Amani Beach


Pour aller vers les plages du sud, il faut traverser la crique qui abrite le port. Deux barges font la navette toute la journée. Deux barges font la navette toute la journée, mais il faut souvent attendre plus d’une heure pour y monter. La traversée prend ensuite une vingtaine de minutes.

On arrive à Kigamboni, de l’autre côté de la crique.

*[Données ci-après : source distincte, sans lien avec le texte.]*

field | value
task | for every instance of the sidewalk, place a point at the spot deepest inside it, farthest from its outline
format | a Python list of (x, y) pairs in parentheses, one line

Ce côté de la ville est très peu développé: peu d’électricité, d’eau courante, de téléphone…L’absence d’un pont permettant de traverser rapidement serait la cause de tous ces maux: industriels et hôteliers hésitent à s’implanter de ce côté de la ville car l’accès n’y est pas facile et l’absence d’infrastructures un sérieux handicap. Circuler n’est pas non plus facile, la route n’est asphaltée que sur 20 km, c’est ensuite un chemin caillouteux. Depuis notre départ en 2007 les choses ont bien changé et un pont à été bâti et inauguré en 2016. Il s’agit du Pont Kigamboni ou Pont Julius Nyerere en l’honneur du premier président de la Tanzanie. Il mesure 680 mètres de long et relie donc le quartier des affaires ( qui n’existait pas à notre époque) à Kigamboni.

Après 10 kilomètres de piste on arrive à Amani Beach, une plage très privée où il faut réserver. La marée basse permet de longue promenade le long de la plage et sur le plateau coralien.

Les enfants des villages de pêcheurs viennent capturer des poulpes sur le plateau. Mais celui-ci est un danger pour les pêcheurs: cette embarcation qui a fait naufrage sera récupérée par les pêcheurs qui dans la journée vont complètement la démonter et récupérer planches et cordages.

Les filles profitent de la piscine ou de la plage. Chloé a maintenant ses palmes/masque et tuba et accompagne Léa pour regarder les poissons.

Ici on ne badine pas avec la protection du site et chacun est prévenu des conséquences de ses actes en cas de braconnage.